1. M. A..., adjoint technique de 2ème classe de la communauté d'agglomération du Muretain, devenue la communauté d'agglomération " Le Muretain Agglo ", a été placé en position de disponibilité pour convenances personnelles le 1er octobre 2003. Le 11 avril 2012, il a sollicité sa réintégration à compter du 1er octobre suivant. En l'absence de vacance de poste dans un emploi correspondant à son grade, le président de la communauté d'agglomération a maintenu M. A... en disponibilité par arrêté du 6 novembre 2012. M. A... a été réintégré en qualité d'agent d'entretien polyvalent le 5 janvier 2015. Par un jugement du 1er décembre 2017, le tribunal administratif de Toulouse a rejeté la demande de M. A... tendant à la condamnation de la communauté d'agglomération à l'indemniser des préjudices qu'il estime avoir subis du fait des fautes ayant consisté, pour cet établissement public, à tarder à le réintégrer et à lui verser l'allocation d'aide de retour à l'emploi qui lui était due ainsi qu'à s'abstenir de saisir le centre de gestion local. M. A... relève appel de ce jugement.

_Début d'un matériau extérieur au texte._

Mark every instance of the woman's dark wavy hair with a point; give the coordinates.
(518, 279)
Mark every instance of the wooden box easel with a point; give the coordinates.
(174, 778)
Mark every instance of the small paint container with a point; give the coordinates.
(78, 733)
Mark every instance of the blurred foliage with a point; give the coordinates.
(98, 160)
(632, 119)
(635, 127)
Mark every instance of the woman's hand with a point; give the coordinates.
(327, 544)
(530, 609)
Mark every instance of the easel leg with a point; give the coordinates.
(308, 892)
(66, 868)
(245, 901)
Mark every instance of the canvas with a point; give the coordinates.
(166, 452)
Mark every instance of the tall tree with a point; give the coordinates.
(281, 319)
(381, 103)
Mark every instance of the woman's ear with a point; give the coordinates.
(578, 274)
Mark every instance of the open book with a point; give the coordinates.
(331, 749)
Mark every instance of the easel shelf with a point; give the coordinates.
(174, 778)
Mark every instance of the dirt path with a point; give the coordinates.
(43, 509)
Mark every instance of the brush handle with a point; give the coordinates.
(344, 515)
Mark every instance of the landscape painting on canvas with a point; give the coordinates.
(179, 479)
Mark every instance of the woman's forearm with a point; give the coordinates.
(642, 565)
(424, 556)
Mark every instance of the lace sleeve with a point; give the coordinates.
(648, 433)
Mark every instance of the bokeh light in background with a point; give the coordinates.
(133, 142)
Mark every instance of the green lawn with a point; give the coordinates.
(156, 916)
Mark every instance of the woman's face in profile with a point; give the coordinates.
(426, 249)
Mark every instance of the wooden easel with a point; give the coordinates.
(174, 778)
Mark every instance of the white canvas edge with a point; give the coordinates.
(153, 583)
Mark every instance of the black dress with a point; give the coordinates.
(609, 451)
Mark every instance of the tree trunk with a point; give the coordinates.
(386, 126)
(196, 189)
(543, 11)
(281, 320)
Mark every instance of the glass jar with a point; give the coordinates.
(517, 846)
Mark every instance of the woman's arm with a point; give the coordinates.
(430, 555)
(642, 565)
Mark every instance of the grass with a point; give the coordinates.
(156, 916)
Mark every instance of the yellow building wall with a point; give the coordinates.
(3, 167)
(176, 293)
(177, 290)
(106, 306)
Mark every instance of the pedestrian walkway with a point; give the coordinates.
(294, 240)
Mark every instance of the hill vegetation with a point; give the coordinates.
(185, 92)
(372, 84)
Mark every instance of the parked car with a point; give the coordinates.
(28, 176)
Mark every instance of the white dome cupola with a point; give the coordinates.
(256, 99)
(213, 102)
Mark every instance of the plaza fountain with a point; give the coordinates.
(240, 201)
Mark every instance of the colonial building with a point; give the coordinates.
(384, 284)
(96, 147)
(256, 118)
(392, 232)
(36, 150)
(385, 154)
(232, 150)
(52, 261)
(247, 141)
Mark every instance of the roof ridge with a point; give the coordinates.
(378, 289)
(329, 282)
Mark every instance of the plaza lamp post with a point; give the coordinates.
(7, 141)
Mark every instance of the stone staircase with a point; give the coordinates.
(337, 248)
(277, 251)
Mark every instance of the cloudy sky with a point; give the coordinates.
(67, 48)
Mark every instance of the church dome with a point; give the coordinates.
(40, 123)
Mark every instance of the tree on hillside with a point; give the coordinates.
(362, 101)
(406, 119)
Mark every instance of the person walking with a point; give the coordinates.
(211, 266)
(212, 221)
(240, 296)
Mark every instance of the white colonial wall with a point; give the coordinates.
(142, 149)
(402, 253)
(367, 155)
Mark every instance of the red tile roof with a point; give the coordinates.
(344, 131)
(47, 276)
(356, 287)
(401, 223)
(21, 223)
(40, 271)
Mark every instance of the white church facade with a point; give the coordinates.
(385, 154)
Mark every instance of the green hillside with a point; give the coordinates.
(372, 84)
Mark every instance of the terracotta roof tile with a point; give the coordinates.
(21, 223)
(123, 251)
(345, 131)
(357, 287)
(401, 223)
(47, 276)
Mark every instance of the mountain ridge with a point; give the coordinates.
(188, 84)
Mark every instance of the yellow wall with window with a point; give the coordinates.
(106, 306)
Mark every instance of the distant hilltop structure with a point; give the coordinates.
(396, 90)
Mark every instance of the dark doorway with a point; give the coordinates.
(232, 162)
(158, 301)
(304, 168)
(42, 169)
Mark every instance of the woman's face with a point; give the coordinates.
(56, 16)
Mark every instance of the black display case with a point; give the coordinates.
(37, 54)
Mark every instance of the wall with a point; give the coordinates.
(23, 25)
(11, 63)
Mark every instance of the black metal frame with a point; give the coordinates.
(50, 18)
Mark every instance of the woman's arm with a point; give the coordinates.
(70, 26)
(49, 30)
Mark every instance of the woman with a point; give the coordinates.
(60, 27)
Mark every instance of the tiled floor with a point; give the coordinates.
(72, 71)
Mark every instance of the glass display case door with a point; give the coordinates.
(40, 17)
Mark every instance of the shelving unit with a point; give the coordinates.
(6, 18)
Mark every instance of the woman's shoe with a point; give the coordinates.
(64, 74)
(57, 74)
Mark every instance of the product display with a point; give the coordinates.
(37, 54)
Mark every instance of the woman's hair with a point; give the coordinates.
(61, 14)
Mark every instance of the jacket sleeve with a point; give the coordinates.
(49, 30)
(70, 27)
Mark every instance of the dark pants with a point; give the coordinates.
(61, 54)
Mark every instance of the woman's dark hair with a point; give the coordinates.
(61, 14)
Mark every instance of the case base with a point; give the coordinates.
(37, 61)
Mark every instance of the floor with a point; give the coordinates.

Sur les conclusions à fin d'indemnisation :

En ce qui concerne la responsabilité :

2. En premier lieu, aux termes du second alinéa de l'article 72 de la loi du 26 janvier 1984 portant dispositions statutaires relatives à la fonction publique territoriale, dans sa rédaction applicable au litige : " La disponibilité est prononcée, soit à la demande de l'intéressé, soit d'office à l'expiration des congés prévus aux 2°, 3° et 4° de l'article 57. Le fonctionnaire mis en disponibilité qui refuse successivement trois postes qui lui sont proposés dans le ressort territorial de son cadre d'emploi, emploi ou corps en vue de la réintégration peut être licencié après avis de la commission administrative paritaire ". Aux termes de l'article 26 du décret du 13 janvier 1986 relatif aux positions de détachement, hors cadres, de disponibilité et de congé parental des fonctionnaires territoriaux, dans sa rédaction applicable au litige : " Sauf dans le cas où la période de mise en disponibilité n'excède pas trois mois, le fonctionnaire mis en disponibilité sur sa demande fait connaître à son administration d'origine sa décision de solliciter le renouvellement de le disponibilité ou de réintégrer son cadre d'emplois d'origine trois mois au moins avant l'expiration de la disponibilité. (...) Le fonctionnaire qui a formulé avant l'expiration de la période de mise en disponibilité une demande de réintégration est maintenu en disponibilité jusqu'à ce qu'un poste lui soit proposé dans les conditions prévues à l'article 97 de la loi du 26 janvier 1984 précitée (...) ". Il résulte de ces dispositions que le fonctionnaire mis en disponibilité pour convenances personnelles a le droit, sous réserve de la vacance d'un emploi correspondant à son grade, d'obtenir sa réintégration à l'issue d'une période de disponibilité. Si ces textes n'imposent pas à l'autorité dont relève le fonctionnaire de délai pour procéder à cette réintégration, celle-ci doit intervenir, en fonction des vacances d'emplois qui se produisent, dans un délai raisonnable. Dans le cas où la collectivité dont relève l'agent qui a demandé sa réintégration ne peut lui proposer un emploi correspondant à son grade, elle doit saisir le centre national de la fonction publique territoriale ou le centre de gestion local afin qu'il lui propose tout emploi vacant correspondant à son grade.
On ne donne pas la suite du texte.